As for how specific one’s keywords need to get, I think that’s a judgement call based on how specific the majority of your content for said page is. If you have a web site about cars with some general pages about how cars work and why you love them, then using “cars, Ferrari, Porsche” is fine as long as there’s at least a passing reference to Ferraris and Porsches. Then on your child, more-specific page, do the same, but omit “Ferrari” on the Porsche page and vice-verca.
Create friendly URLs to encourage spiders to index dynamically generated pages.
This one is aimed at developers of CMS’s, though sometimes a saavy end-user can accomplish this as well. I’m not sure how prevalent it is anymore, but I know that at least in the past some spiders wouldn’t index page content if it were generated by a query-string. That is, if your page’s addres ended with something like ?n=v&n1=v1 then the resulting page may not be indexed by search engines at all. Furthmore, that’s not the easiest page name to remember.

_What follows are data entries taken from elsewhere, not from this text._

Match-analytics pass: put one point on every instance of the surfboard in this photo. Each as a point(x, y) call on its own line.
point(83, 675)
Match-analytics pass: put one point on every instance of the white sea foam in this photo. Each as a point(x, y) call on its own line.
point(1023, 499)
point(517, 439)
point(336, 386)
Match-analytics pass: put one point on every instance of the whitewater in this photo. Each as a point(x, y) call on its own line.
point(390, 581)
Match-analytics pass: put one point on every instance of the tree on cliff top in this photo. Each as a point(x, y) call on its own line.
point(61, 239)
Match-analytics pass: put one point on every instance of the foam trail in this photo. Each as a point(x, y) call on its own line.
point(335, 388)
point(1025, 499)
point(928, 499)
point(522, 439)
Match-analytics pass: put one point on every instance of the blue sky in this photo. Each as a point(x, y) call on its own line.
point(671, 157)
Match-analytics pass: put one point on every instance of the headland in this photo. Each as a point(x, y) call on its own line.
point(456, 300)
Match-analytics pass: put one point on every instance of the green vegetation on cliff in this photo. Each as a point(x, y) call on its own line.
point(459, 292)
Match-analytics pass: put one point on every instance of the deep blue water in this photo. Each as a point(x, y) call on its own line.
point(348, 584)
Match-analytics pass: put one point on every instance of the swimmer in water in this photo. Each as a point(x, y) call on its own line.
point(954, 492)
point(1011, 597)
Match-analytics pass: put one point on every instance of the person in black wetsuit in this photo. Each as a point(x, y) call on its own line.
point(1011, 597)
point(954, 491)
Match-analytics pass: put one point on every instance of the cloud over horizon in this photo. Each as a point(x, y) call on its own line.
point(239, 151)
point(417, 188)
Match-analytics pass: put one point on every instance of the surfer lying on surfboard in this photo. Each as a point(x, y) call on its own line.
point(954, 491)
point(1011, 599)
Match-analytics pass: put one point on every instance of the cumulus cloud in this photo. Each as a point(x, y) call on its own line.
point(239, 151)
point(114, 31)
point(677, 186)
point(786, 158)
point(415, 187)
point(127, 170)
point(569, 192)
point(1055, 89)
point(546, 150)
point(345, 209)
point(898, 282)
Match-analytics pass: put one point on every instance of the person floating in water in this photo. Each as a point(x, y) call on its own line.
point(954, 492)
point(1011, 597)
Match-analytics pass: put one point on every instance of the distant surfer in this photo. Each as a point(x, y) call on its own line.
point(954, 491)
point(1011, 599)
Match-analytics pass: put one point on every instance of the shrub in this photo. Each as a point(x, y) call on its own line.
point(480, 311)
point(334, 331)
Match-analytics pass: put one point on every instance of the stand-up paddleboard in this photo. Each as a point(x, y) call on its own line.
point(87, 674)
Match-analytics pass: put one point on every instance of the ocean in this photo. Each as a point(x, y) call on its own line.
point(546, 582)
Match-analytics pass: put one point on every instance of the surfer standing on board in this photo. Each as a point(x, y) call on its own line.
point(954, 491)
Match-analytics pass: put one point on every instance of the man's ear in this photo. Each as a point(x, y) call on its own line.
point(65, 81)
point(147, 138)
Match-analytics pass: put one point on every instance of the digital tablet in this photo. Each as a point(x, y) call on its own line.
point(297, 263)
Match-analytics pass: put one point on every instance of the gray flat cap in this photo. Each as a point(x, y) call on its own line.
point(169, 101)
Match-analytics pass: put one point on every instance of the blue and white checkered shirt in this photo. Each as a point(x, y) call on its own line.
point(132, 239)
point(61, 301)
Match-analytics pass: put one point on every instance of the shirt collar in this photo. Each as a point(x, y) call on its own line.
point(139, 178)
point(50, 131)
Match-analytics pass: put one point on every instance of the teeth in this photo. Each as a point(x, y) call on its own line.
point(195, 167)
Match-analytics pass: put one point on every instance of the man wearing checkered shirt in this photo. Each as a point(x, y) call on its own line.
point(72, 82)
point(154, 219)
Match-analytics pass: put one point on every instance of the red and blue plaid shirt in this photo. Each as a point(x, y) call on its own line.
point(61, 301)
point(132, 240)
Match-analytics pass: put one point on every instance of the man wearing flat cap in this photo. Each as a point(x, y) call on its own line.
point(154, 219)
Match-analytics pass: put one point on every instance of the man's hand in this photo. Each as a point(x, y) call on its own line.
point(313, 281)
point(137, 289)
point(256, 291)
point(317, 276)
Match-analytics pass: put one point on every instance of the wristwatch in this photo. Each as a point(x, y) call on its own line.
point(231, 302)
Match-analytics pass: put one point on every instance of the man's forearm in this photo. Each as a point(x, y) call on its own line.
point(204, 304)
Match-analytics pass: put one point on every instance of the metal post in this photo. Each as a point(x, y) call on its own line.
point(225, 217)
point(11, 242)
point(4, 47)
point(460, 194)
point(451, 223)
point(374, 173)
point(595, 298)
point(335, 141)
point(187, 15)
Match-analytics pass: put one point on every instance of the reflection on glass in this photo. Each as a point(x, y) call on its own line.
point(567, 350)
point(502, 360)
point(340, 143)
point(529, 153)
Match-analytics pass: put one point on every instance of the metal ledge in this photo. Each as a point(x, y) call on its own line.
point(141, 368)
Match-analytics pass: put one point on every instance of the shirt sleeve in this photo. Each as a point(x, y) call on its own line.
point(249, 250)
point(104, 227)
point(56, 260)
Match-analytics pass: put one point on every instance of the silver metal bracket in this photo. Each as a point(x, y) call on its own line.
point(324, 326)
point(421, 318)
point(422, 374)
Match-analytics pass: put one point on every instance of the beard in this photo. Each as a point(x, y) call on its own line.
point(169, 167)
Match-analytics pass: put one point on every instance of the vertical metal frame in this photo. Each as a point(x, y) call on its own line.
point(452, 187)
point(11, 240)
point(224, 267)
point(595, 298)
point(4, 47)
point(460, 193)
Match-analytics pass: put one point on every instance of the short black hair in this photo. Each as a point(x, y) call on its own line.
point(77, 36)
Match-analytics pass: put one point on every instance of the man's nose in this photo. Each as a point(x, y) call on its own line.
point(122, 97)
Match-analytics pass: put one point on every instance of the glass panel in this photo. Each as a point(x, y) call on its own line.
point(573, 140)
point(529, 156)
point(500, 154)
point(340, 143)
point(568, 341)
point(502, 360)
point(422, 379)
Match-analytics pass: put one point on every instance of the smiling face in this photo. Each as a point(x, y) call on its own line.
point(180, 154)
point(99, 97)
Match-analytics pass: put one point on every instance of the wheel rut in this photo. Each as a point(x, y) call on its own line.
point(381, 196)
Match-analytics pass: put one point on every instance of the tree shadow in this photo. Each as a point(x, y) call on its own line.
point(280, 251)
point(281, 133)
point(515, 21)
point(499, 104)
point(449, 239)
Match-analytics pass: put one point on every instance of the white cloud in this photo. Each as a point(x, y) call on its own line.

All that extra stuff from the question mark on is called URL cruft.
The Apache Webserver has an insanely powerful tool called mod_rewrite (documentation) which many sites (including this one) use to clean up that URL cruft and transform it into a clean address string for search engines and visitors alike.
This tool is also exceptionally helpful because it means you can embed a page’s keywords directly into its URL, providing an exceptionally helpful hint for search engines.
There’s much more you can do, and certainly more developers can do to help CMS’s better integrate with search engines. Hot Banana is one such recent CMS endeavor that has generated some buzz lately.